Preguntas. En su dimensión material, críptica, estos cuerpos, edificios, palabras, coagulan todas las contradicciones y preguntas de nuestro tiempo. La pregunta por la violencia política y la violencia estatal, sobre la legitimidad de una y de otro, sobre la planificación, sistematicidad, racionalidad del plan de exterminio tanto como su improvisación, azar, incompresibilidad; preguntas sobre los concentracionario, la excepcionalidad y el miedo como modos de la política contemporánea; preguntas sobre los héroes, los perejiles, las víctimas, los militantes, los sobrevivientes tanto como sobre la sociedad que los nombra, los cristaliza, los apropia. Los incluye, los escucha, los silencia, los ignora.

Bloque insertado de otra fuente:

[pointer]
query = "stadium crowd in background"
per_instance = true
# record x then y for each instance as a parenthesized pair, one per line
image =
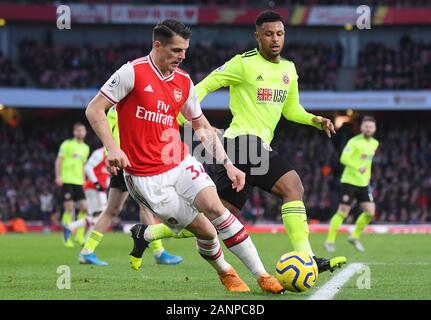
(58, 66)
(401, 180)
(406, 65)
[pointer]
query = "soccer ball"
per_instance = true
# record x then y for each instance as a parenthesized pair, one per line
(297, 271)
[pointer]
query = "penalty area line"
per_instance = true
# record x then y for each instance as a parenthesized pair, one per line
(334, 285)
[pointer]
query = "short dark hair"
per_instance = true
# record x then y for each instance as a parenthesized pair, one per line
(368, 118)
(164, 31)
(78, 124)
(267, 16)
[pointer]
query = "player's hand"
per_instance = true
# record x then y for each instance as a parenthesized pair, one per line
(98, 187)
(117, 160)
(236, 176)
(217, 131)
(58, 182)
(326, 124)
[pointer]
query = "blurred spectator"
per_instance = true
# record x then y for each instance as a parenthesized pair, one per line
(46, 199)
(89, 66)
(403, 66)
(10, 76)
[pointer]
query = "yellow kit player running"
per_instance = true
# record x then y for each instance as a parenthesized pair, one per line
(357, 158)
(263, 86)
(69, 175)
(118, 195)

Pero también, estos lugares lanzan preguntas a través del tiempo  hasta el ahora. Estas preguntas, en la perdurabilidad de los edificios, “peinan la historia a contrapelo” (Benjamin) y nos hacen indagar por las continuidades (la impunidad, la represión, la tortura, los proyectos de país y las herramientas de la política en su prosecución, pero también sobre las practicas cotidianas, el silencio, la discriminación, el titeo, el abuso del poder), y lógicamente, las discontinuidades, principalmente, el lugar del Estado y el nuestro en relación a él, a la política.

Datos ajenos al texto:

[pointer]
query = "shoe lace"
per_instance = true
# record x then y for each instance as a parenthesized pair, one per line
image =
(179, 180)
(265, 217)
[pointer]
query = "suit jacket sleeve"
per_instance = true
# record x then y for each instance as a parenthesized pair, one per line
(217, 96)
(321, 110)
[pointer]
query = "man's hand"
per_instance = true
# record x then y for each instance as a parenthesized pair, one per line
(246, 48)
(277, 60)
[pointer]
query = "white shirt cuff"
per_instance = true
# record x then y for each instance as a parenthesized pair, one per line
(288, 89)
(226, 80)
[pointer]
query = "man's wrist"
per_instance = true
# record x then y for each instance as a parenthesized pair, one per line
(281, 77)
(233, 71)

24 de marzo. Las fechas, como los ex CCD, también son hitos en el tiempo que concentran y nos traen preguntas y contradicciones. El riesgo de las fechas es clavarse en el almanaque, como un reloj digital que solo muestra el segundo presente. La potencia del “35 años” es el sentido de “proceso”, de continuidad del tiempo, su conectividad, como las agujas de un reloj que muestran el paso del tiempo más que el instante. La potencia de esos 35 años, que anuda sentidos en una historia, un logos que devuelve el sentido al ahora, cualquier sentido, distintos sentidos, contradictorios. Pero sentidos, al fin, a lo que parece no tenerlo, a lo inefable de ese dolor.

Historia. No puedo pensar la historia bajo los grandes nombres. No alcanzan los grandes nombres: memoria, genocidio, plan sistemático, golpe cívico militar… Poco dicen, poca luz echan. Siento más bien una compulsión, la de conocer los nombres, las tramas, los hechos y como se fueron desenvolviendo. Los sentidos que explican la experiencia. No los grandes conceptos, dolor, alegría, odio. Los pequeños significados, relatos. Narrar esas historias.


Los CCD, las fechas, los testimonios, son esas marcas, que buscan un sentido, no son un relato, nos compelen a que lo construyamos. Los guías de los espacios de memoria están siempre tras la discusión por el Guión, el relato que cuente lo que allí pasó, que le de un sentido a lo que allí pasó. Quienes, como, porque. Dicen que reparar es entender lo que pasó. Dar un sentido. Comprender es entender, no de causas, sino de experiencias. Ponerse ahí. Lo imposible. Lo necesario.